Ce vaste projet immobilier fait l’objet de désaccords au sein des forces politiques communales mais aussi entre la commune et l’Etat. Quelque 1200 logements doivent être construits sur douze hectares aux Grands Esserts, en plusieurs phases couvrant une vingtaine d’années.

Deux des procédures disciplinaires visent Thomas Barth, le maire sortant qui ne s’est pas représenté à l’élection de dimanche, ainsi que la conseillère administrative Marlyse Rostan-Aebersold, arrivée en tête au premier tour de l’élection à l’exécutif, sans obtenir la majorité absolue. Les deux magistrats PLR pourraient avoir violé leurs devoirs de fonction, a indiqué mercredi le gouvernement.

Ils ont en effet publié, sous forme d’un tout-ménage et aux frais de la commune, un compte-rendu de la séance de la commission des Grands Esserts du 25 septembre. Cette publication n’aurait pas été validée et n’aurait pas reflété objectivement les faits. Il reviendra à la délégation du gouvernement composée d’Anne Emery-Torracinta et de Mauro Poggia d’instruire ces procédures.

Selon Thomas Barth, la diffusion de ce compte-rendu a été approuvée par le Service de surveillance des communes, dépendant du Conseil d’Etat. «L’ouverture de cette procédure apparaît ainsi comme un désaveu de l’activité de ce service, s’il ne trahit un sérieux désaccord au sein du collège gouvernemental», indique-t-il dans un communiqué.

Le troisième magistrat sortant Luc Malnati fait, lui aussi, l’objet d’une procédure disciplinaire, notamment pour violation du secret de fonction, a ajouté le gouvernement. Le maire Thomas Barth a porté plainte contre lui en mars. En raison de la procédure pénale en cours, l’élu PDC est suspendu.

Votation prochaine

Le canton est déjà intervenu en février pour annuler le comité de pilotage mixte des Grands Esserts. Composé d’un membre du délibératif, du président de la commission ad hoc et du magistrat délégué, ce comité visait à éviter que le maire ne gère seul ce dossier. Saisie par M. Barth, l’autorité de surveillance a décrété que seul l’exécutif est habilité à engager la commune dans ce projet.

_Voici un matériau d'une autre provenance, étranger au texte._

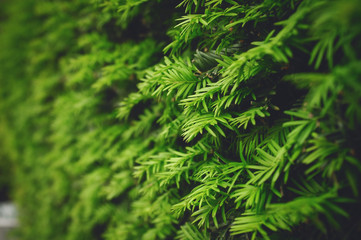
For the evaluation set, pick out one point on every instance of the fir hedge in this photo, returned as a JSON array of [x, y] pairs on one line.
[[193, 119]]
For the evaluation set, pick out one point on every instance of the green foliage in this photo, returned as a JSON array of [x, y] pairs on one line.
[[211, 119]]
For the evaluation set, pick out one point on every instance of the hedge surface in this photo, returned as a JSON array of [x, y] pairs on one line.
[[193, 119]]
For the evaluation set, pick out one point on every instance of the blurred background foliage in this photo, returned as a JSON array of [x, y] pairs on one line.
[[193, 119]]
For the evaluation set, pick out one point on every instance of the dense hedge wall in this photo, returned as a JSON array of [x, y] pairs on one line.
[[193, 119]]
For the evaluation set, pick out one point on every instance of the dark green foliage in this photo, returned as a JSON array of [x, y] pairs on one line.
[[247, 128]]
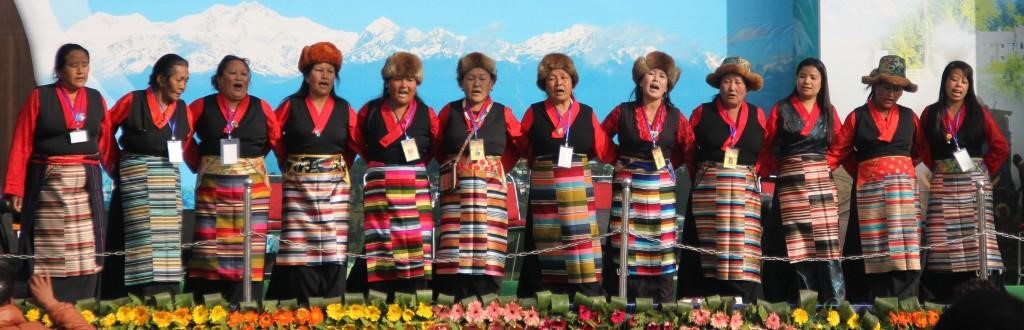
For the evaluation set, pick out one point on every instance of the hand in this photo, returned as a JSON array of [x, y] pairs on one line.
[[42, 290]]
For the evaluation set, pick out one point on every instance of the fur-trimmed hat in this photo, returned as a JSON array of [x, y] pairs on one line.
[[473, 60], [655, 59], [892, 70], [554, 62], [738, 66], [402, 65], [320, 52]]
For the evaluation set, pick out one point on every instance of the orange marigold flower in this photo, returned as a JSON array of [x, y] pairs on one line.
[[235, 319], [284, 318], [302, 316], [315, 316], [265, 320]]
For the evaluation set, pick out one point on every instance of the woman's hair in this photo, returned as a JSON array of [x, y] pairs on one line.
[[823, 100], [165, 68], [223, 66], [973, 118], [61, 57]]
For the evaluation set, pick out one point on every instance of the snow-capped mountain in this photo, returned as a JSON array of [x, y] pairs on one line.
[[129, 44]]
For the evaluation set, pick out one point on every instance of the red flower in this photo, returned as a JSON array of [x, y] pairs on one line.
[[617, 317]]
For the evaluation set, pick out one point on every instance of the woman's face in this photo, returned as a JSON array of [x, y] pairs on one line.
[[321, 79], [886, 95], [401, 91], [732, 90], [75, 72], [173, 86], [808, 82], [559, 86], [654, 84], [233, 82], [955, 86], [476, 84]]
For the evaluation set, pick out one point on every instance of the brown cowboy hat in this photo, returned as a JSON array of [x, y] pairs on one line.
[[738, 66], [892, 70]]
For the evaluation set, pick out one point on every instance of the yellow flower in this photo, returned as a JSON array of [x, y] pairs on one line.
[[393, 313], [217, 314], [853, 322], [424, 311], [408, 315], [335, 312], [800, 316], [200, 315], [33, 315], [88, 316], [125, 315], [373, 314], [833, 318], [109, 321]]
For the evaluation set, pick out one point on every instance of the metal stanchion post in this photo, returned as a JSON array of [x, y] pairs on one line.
[[983, 230], [247, 243], [624, 252]]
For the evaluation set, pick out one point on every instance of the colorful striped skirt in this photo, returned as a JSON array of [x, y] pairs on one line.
[[809, 206], [151, 195], [726, 207], [952, 213], [474, 220], [64, 228], [889, 214], [652, 213], [562, 211], [219, 216], [316, 210], [397, 221]]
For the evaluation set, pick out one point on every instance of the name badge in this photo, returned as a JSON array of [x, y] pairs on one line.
[[658, 158], [476, 150], [228, 151], [564, 157], [409, 148], [174, 154], [964, 160], [78, 136], [731, 158]]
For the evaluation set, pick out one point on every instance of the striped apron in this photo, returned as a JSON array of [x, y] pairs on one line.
[[952, 213], [151, 193], [726, 207], [474, 220], [888, 212], [219, 216], [561, 203], [64, 225], [809, 206], [652, 213], [397, 221], [316, 210]]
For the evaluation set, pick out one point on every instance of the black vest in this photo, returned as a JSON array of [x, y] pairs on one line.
[[251, 131], [935, 130], [865, 140], [788, 141], [297, 131], [51, 136], [375, 130], [140, 136], [492, 130], [712, 131], [581, 132], [630, 142]]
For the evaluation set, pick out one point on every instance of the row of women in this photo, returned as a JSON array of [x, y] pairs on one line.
[[65, 135]]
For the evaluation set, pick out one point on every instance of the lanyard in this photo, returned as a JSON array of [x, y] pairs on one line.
[[79, 116], [475, 121]]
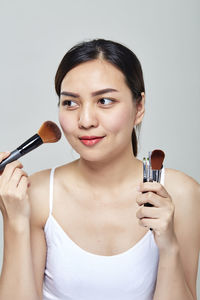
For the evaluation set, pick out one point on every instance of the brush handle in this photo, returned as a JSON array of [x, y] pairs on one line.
[[14, 155], [32, 143]]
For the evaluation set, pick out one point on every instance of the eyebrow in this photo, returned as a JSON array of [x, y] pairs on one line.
[[96, 93]]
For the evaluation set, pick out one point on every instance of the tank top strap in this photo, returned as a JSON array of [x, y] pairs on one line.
[[51, 180]]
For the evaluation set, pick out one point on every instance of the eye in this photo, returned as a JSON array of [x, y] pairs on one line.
[[69, 103], [106, 101]]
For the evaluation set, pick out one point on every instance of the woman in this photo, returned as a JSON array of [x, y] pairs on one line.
[[81, 231]]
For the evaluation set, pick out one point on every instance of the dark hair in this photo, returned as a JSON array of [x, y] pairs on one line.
[[117, 54]]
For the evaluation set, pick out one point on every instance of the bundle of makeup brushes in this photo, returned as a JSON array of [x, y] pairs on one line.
[[152, 166]]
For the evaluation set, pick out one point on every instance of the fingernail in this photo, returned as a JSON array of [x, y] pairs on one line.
[[138, 188]]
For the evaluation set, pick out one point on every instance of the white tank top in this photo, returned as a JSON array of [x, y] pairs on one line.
[[72, 273]]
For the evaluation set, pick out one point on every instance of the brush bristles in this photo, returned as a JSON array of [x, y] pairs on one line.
[[49, 132]]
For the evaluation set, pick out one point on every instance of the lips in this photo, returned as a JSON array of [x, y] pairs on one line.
[[91, 140], [90, 137]]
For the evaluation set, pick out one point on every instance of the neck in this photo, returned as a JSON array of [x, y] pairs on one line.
[[105, 175]]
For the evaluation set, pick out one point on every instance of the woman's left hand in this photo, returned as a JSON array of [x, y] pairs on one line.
[[160, 217]]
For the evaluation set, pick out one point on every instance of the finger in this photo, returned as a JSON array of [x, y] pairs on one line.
[[145, 212], [155, 187], [23, 186], [152, 198], [3, 155], [150, 223], [16, 177], [9, 170]]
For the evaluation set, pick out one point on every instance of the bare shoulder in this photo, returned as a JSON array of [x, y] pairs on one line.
[[185, 193], [183, 187], [39, 197]]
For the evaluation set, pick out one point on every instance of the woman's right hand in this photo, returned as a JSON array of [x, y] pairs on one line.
[[14, 183]]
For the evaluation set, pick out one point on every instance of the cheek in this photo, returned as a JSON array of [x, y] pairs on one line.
[[120, 120], [68, 126]]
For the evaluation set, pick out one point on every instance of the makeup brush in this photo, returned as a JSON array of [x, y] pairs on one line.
[[48, 133], [157, 158]]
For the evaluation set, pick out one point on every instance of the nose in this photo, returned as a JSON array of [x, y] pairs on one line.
[[87, 117]]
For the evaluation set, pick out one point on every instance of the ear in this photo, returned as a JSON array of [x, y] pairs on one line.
[[140, 109]]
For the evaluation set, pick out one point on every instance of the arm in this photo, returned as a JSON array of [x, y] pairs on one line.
[[176, 227], [24, 262], [17, 279]]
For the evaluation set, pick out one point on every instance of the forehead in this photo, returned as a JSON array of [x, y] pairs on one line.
[[94, 74]]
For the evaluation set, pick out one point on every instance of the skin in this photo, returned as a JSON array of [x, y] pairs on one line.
[[101, 193]]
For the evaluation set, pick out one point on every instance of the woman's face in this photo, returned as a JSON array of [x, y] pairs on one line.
[[95, 101]]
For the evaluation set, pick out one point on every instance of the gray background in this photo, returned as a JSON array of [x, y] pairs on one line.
[[164, 35]]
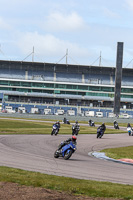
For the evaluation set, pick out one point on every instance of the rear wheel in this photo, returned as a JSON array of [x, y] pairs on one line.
[[68, 154], [56, 154]]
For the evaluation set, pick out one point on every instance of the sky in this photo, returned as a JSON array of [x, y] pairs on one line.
[[83, 32]]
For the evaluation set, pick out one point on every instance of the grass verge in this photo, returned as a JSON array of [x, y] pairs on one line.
[[36, 127], [118, 153], [71, 185]]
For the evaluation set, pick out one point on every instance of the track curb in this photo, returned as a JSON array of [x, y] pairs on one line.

Mais les Veyrites seront amenés à voter dans le courant de l’année sur les Grands Esserts. Une initiative du PLR et des Vert’libéraux demande que le périmètre de la première phase du projet fasse l’objet d’un seul plan localisé de quartier, contre deux désormais voulus par le canton. Ce PLQ devra respecter le principe de 285 logements au maximum et répartir les surfaces commerciales.